= Gruppierung von Menschen „mit ähnlichen Werthaltungen, Mentalitäten und Lebensstilen und einer geteilten räumlich-sachlichen Umwelt (wie Stadtviertel, Region, Beruf, Bildung und Erziehung, Politik, Kultur)“ (bpb 2012).
Das Konzept der sozialen Milieus kommt in unterschiedlichen Kontexten zum Tragen. Sogenannte Milieustudien liefern Informationen zu Denk- und Handlungsmustern der Menschen, die dem jeweiligen Milieu angehören und finden u.a. Anwendung in der Sozialwissenschaft, Wirtschaft und Politikforschung (vgl. Hradil 2006, S. 8). In Abgrenzung zu sozialen Klassen oder Schichten, deren Zusammensetzung meist von sozioökonomischen Faktoren abhängt oder an diesen festgemacht wird, spielt bei sozialen Milieus oft auch ein Zusammengehörigkeitsgefühl unter den sich der jeweiligen Gruppe zuordnenden Menschen eine Rolle. Es kommt z.B. häufig vor, dass soziale Milieus die Grenzen von Klassen und Schichten überschreiten – wie etwa in Kirchengemeinden, in denen sich Menschen mit unterschiedlichen wirtschaftlichen und sozialen Hintergründen treffen (vgl. bpb 2012). Da es soziale Milieus in verschiedensten gesellschaftlichen Bereichen gibt, gehört ein Mensch in der Regel mehreren solcher Gruppierungen an.
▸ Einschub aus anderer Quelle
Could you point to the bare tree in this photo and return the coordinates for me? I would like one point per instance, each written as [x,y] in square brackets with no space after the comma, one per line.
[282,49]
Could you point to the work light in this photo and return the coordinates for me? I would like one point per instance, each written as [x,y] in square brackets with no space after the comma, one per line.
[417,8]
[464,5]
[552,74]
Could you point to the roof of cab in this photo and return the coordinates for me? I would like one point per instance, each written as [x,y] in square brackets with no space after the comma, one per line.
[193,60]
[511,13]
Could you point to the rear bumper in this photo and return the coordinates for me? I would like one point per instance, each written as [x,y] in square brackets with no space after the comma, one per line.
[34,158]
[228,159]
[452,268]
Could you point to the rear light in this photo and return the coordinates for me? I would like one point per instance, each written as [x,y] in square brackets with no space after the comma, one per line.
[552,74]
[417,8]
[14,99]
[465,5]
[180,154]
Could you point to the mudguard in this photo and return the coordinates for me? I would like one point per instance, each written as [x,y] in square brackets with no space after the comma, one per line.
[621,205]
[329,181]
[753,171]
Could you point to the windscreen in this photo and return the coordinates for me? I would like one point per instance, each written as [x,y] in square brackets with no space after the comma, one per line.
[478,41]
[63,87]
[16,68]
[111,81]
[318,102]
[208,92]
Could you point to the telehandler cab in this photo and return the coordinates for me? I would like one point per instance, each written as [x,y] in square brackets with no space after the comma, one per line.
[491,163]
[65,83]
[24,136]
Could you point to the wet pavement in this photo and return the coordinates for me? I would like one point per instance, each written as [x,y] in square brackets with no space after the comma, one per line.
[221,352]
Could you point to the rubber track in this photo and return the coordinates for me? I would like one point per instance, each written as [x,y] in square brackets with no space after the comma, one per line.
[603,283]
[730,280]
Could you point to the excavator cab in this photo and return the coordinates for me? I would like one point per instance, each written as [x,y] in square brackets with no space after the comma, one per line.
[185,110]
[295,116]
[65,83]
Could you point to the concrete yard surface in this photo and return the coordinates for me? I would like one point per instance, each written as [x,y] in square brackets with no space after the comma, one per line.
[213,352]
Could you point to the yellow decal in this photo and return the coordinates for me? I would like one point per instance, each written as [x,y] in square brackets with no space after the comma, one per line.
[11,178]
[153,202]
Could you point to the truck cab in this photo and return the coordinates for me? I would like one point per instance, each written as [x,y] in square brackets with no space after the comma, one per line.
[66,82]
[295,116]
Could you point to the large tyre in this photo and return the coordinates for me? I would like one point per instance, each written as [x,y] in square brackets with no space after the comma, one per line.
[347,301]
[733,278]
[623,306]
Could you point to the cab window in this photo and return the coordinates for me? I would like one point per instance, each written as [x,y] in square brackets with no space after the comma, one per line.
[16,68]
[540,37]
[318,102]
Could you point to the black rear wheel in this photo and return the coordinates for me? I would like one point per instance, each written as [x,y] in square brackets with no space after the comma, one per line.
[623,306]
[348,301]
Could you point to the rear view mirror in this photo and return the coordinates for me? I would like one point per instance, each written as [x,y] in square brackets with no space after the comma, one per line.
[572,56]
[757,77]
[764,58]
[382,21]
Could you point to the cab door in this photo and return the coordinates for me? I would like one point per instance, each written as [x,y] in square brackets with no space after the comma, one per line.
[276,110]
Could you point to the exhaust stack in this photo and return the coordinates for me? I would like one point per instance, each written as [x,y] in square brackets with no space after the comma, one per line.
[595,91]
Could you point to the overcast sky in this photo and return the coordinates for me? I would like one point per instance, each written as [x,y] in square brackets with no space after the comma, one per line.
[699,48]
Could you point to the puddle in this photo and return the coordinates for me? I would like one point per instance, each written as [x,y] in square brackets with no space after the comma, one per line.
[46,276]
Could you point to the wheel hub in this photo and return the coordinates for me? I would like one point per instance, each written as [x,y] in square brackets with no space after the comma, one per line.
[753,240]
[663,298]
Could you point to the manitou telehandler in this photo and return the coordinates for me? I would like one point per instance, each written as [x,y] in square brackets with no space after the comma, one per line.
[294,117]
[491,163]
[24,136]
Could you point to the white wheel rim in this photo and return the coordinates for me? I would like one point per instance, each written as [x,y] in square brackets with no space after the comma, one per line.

Im allgemeinen Sprachgebrauch wird der Milieubegriff besonders häufig benutzt, wenn – „etwa bei „bildungsfernen Milieus“ – auf soziale Vor- oder Nachteile und zugleich auf kulturelle Unterschiede zwischen solchen Gruppierungen aufmerksam gemacht werden soll“ (Hradil 2006, S. 3).
Bezüge zur Sozialen Arbeit
Die diversen Angebote und Formen schulischer Elternarbeit sollten sich – so die immer wieder durchaus zu Recht eingebrachten Appelle – (auch) an den Fragen, Anliegen und Bedürfnissen der Mütter und Väter orientieren. Wie die Milieuübersichten aufzeigen, stellen sich Eltern dabei als eine sehr inhomogene Gruppe mit milieuspezifischen Forderungen, Wünschen und Bedürfnissen dar. Lehrkräfte stehen demnach vor besonderen Herausforderungen, weil es „die“ Eltern nicht gibt.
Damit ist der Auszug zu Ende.